Estes temas foram abordados de uma forma muito interessante num seminário promovido pela Câmara de Comércio e Indústria Luso-Francesa (CCILF), que deu origem posteriormente à publicação de um dossier no número de maio/junho da revista Aspectos. Entre as diferentes abordagens sobre a nova visão urbana, da green city à tech city e à smart city, chamou-me especial atenção o conceito da cidade do quarto de hora. Trata-se de um conceito nascido em 2015, que é apresentado na revista pelo Prof Carlos Moreno da Sorbonne. O objetivo é o reduzir as emissões de CO2 encontrando soluções menos poluentes para a organização do tecido urbano. O ponto de partida desta abordagem é a proximidade e não tanto a mobilidade. É deste ponto de partida de que tudo se encontra à distância de um quarto de hora que se favorece por exemplo a utilização de uma bicicleta em detrimento de um automóvel. As cidades são as grandes emissoras de CO2 e dentro das cidades, os transportes são os que têm maior impacto ambiental. O objetivo é assim o de conseguir viver, trabalhar, abastecer-se, educar, … sem a necessidade de percorrer grandes distâncias. É um novo modo de vida urbana que rompe com a fragmentação e segmentação das cidades em centro financeiro, polo industrial, zona de comércio, área residencial, …

Este conceito é obviamente mais facilmente aplicável a cidades que estão agora a ser delineadas.

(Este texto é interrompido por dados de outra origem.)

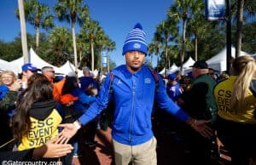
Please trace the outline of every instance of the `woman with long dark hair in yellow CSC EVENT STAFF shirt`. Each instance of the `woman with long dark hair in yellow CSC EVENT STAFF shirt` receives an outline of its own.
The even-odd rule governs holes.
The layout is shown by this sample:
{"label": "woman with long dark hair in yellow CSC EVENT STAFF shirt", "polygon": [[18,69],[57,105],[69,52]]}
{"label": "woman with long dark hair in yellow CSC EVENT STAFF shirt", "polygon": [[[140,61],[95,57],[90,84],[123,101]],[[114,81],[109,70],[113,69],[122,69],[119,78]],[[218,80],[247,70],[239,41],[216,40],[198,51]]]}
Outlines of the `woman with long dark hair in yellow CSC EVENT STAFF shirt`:
{"label": "woman with long dark hair in yellow CSC EVENT STAFF shirt", "polygon": [[42,74],[33,74],[11,118],[14,137],[20,141],[18,151],[42,146],[57,136],[61,116],[55,105],[48,79]]}

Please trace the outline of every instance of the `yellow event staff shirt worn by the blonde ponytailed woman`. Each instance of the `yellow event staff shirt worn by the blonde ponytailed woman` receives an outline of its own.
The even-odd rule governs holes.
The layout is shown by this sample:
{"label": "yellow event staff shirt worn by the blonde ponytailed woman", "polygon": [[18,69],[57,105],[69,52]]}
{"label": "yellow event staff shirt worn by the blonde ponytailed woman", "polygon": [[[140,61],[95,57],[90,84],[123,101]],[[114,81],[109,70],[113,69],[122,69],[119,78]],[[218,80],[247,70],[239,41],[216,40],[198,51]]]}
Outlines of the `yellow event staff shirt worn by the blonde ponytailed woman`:
{"label": "yellow event staff shirt worn by the blonde ponytailed woman", "polygon": [[218,105],[218,116],[233,122],[256,123],[256,119],[253,117],[253,112],[256,108],[256,98],[251,90],[248,89],[247,105],[244,106],[243,110],[230,110],[230,98],[235,81],[236,77],[230,76],[227,80],[218,83],[214,89],[214,96]]}

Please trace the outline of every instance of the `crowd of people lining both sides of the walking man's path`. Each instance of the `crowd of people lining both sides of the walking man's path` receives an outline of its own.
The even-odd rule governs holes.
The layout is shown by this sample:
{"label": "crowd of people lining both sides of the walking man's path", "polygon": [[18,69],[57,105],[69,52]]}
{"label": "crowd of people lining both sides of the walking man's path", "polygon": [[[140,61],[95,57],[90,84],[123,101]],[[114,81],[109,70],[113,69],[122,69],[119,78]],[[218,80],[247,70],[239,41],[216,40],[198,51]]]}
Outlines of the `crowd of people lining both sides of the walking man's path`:
{"label": "crowd of people lining both sides of the walking man's path", "polygon": [[[153,113],[153,127],[158,125],[154,132],[159,125],[170,126],[169,129],[183,139],[190,164],[205,165],[212,162],[213,153],[217,152],[219,158],[222,151],[229,151],[224,157],[227,163],[255,163],[256,64],[253,58],[241,56],[232,66],[229,75],[214,71],[205,61],[199,60],[187,75],[177,71],[162,77],[170,99],[190,117],[210,120],[209,127],[214,130],[212,137],[203,137],[188,125],[174,118],[169,120],[170,116],[163,115],[164,112]],[[67,145],[62,145],[65,142],[60,141],[58,135],[61,132],[58,125],[80,117],[96,100],[104,81],[98,75],[91,75],[88,67],[84,67],[83,72],[84,77],[77,77],[75,72],[55,77],[54,68],[45,66],[39,70],[30,63],[22,65],[20,75],[1,71],[0,157],[8,160],[10,151],[14,151],[20,160],[42,159],[71,164],[73,156],[81,156],[81,139],[85,145],[96,146],[99,123],[111,123],[113,114],[104,119],[101,115],[96,117],[79,129]],[[213,151],[212,144],[217,151]]]}

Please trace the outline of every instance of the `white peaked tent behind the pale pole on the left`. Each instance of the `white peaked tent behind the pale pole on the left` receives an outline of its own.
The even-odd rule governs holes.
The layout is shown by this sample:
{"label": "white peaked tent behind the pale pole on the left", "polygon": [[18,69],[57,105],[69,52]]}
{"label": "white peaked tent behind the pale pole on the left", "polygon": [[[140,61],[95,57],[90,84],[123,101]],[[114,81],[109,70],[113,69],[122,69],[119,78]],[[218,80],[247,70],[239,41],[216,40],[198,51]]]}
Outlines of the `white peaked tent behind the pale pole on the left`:
{"label": "white peaked tent behind the pale pole on the left", "polygon": [[[48,62],[41,59],[38,54],[34,52],[32,48],[29,50],[29,61],[32,63],[32,65],[35,65],[38,69],[41,69],[44,66],[51,66],[55,69],[56,72],[60,71],[58,67],[55,65],[50,65]],[[9,62],[11,65],[14,65],[17,67],[17,70],[21,72],[21,66],[24,65],[24,57],[20,57],[19,59],[12,60]]]}

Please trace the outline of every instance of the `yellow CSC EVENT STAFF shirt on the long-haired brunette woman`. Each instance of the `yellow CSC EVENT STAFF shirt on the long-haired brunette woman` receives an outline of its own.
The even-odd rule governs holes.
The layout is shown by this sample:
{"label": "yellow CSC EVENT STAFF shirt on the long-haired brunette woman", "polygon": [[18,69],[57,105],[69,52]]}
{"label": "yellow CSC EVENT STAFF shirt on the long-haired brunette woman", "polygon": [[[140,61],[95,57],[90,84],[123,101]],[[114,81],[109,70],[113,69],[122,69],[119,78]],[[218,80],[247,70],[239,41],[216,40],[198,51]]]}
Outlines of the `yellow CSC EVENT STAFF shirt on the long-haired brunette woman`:
{"label": "yellow CSC EVENT STAFF shirt on the long-haired brunette woman", "polygon": [[61,116],[57,110],[53,110],[44,121],[30,117],[31,128],[23,136],[18,151],[23,151],[44,145],[49,139],[55,138],[58,134],[58,125],[61,123]]}

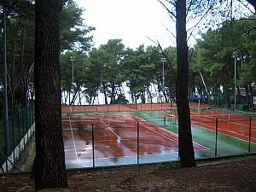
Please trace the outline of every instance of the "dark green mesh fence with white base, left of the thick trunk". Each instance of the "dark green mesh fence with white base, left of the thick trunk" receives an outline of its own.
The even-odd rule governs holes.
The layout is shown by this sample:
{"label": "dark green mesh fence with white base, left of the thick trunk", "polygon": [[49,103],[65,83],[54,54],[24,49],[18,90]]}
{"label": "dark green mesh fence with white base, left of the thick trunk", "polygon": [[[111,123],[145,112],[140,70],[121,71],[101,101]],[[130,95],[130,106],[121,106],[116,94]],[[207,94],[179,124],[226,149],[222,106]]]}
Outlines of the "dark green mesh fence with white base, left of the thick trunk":
{"label": "dark green mesh fence with white base, left of the thick trunk", "polygon": [[34,103],[9,116],[9,129],[0,122],[0,172],[10,172],[16,166],[26,145],[34,136]]}

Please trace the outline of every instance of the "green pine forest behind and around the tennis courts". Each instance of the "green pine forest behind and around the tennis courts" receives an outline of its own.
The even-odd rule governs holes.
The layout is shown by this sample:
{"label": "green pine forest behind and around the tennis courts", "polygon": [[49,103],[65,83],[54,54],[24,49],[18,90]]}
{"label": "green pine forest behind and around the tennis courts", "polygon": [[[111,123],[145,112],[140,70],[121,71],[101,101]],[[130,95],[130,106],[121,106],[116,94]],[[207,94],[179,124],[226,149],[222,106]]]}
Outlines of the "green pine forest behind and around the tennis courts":
{"label": "green pine forest behind and around the tennis courts", "polygon": [[[26,107],[34,97],[34,5],[17,3],[7,20],[7,61],[9,109]],[[109,39],[108,44],[93,48],[93,26],[82,19],[84,9],[72,0],[61,12],[61,89],[66,104],[75,99],[93,104],[99,92],[105,103],[127,102],[122,83],[130,88],[133,103],[140,99],[151,102],[159,92],[160,102],[175,100],[177,77],[176,47],[162,49],[159,45],[138,45],[130,49],[122,39]],[[253,108],[256,82],[255,16],[240,20],[224,20],[217,28],[201,33],[193,47],[189,47],[189,97],[191,100],[212,98],[230,107],[234,103],[234,58],[236,52],[237,102]],[[3,46],[2,44],[0,46]],[[71,56],[74,57],[73,65]],[[162,87],[162,59],[165,58],[165,87]],[[72,69],[73,67],[73,69]],[[67,96],[73,99],[67,102]],[[148,98],[148,101],[146,101]],[[108,100],[109,99],[109,100]],[[108,102],[110,101],[110,102]],[[2,102],[2,100],[1,100]],[[2,105],[2,104],[1,104]]]}

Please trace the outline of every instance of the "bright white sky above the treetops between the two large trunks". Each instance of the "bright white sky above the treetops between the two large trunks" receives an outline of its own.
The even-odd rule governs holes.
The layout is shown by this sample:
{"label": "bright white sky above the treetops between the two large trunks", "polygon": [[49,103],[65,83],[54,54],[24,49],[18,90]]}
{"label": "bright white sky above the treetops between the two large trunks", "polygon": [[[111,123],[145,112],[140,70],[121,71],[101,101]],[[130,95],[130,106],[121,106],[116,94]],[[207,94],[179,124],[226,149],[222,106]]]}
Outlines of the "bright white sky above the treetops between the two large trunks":
{"label": "bright white sky above the treetops between the two large trunks", "polygon": [[[95,47],[107,44],[108,39],[121,38],[125,47],[155,45],[148,38],[158,40],[163,48],[175,46],[172,34],[175,24],[157,0],[77,0],[85,9],[86,25],[96,27],[92,32]],[[147,38],[148,37],[148,38]]]}

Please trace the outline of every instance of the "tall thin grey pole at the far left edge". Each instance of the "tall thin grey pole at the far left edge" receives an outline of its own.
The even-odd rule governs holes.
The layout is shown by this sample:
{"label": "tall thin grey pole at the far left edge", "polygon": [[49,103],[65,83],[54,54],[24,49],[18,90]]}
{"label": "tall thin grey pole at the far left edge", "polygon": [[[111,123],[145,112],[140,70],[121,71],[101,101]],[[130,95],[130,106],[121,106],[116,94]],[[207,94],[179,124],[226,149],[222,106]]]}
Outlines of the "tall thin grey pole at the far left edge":
{"label": "tall thin grey pole at the far left edge", "polygon": [[8,119],[8,97],[7,97],[7,61],[6,61],[6,0],[3,1],[2,37],[3,37],[3,118],[5,152],[9,156],[9,119]]}

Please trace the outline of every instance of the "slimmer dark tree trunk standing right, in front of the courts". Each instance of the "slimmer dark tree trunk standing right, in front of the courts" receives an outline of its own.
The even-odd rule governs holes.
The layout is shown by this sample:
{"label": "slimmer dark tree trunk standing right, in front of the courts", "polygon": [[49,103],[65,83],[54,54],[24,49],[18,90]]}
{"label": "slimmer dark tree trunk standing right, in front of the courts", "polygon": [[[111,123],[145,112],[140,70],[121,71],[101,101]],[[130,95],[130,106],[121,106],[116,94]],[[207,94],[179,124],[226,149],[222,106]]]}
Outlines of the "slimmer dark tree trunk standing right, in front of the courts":
{"label": "slimmer dark tree trunk standing right, in front of the courts", "polygon": [[176,3],[178,154],[181,166],[195,166],[188,99],[189,63],[186,1]]}

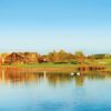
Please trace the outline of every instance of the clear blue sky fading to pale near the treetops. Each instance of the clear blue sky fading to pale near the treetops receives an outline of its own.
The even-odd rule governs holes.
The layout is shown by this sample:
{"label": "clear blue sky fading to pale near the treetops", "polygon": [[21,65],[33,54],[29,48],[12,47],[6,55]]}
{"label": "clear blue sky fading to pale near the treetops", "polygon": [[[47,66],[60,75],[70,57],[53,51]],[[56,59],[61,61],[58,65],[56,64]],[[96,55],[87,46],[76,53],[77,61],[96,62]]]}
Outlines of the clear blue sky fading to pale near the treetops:
{"label": "clear blue sky fading to pale near the treetops", "polygon": [[0,0],[0,51],[111,52],[111,0]]}

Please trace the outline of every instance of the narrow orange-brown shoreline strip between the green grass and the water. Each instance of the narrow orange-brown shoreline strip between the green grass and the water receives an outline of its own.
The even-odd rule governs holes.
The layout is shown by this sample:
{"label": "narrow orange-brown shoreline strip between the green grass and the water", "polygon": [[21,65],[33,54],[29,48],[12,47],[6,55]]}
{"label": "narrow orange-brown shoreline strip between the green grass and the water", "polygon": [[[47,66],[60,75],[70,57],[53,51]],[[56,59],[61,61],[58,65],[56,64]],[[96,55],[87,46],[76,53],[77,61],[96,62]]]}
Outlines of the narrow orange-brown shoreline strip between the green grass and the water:
{"label": "narrow orange-brown shoreline strip between the green grass and the water", "polygon": [[87,71],[79,71],[79,65],[73,67],[20,67],[20,65],[0,65],[0,70],[6,71],[18,71],[18,72],[101,72],[101,73],[111,73],[111,70],[87,70]]}

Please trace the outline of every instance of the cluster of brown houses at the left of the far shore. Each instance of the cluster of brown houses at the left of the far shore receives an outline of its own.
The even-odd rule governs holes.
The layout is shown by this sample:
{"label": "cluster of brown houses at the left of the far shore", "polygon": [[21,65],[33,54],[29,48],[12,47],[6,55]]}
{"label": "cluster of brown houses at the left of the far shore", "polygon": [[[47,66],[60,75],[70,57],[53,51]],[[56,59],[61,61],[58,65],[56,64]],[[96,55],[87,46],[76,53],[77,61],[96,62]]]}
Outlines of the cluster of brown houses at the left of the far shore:
{"label": "cluster of brown houses at the left of the far shore", "polygon": [[41,63],[47,62],[44,57],[36,52],[12,52],[3,57],[0,56],[0,64],[21,64],[21,63]]}

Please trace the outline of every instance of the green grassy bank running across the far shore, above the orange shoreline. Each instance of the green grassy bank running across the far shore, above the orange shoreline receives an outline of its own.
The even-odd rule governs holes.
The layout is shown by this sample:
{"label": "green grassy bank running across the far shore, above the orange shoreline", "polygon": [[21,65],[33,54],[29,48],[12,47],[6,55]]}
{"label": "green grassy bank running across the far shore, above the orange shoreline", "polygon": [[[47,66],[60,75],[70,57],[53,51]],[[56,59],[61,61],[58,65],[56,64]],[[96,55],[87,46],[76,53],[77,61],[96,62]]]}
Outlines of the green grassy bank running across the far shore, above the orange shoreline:
{"label": "green grassy bank running across the far shore, above the orange shoreline", "polygon": [[[87,63],[84,65],[94,65],[94,64],[101,64],[105,65],[107,70],[111,71],[111,59],[99,59],[93,62],[85,60]],[[34,64],[9,64],[9,65],[1,65],[1,68],[21,68],[21,69],[40,69],[40,70],[75,70],[80,64],[74,63],[34,63]]]}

É o caso da smart city mais icónica, a Neom na Arábia Saudita, em que toda a vida será digital e automática: uma cidade com zero carros, zero estradas e zero carbono. Mas é também uma cidade onde tudo será controlado e vigiado. É um projeto experimental, mas que tenta encontrar a melhor organização para um tecido urbano sustentável.

Mas poderá este conceito de proximidade ser aplicado às atuais cidades?

Penso que na organização tradicional por bairros, as nossas cidades têm na sua origem essa ideia de proximidade, de ter “à distância de um quarto de hora”, escolas, comércio, lazer, serviços. E o teletrabalho, nomeadamente no setor terciário, poderá permitir a aproximação do vetor profissional à equação do quarto de hora. No entanto, será também necessário desenhar políticas de dinamização do comércio local e dos serviços de proximidade que permitam tornar possível este novo ordenamento do tecido urbano.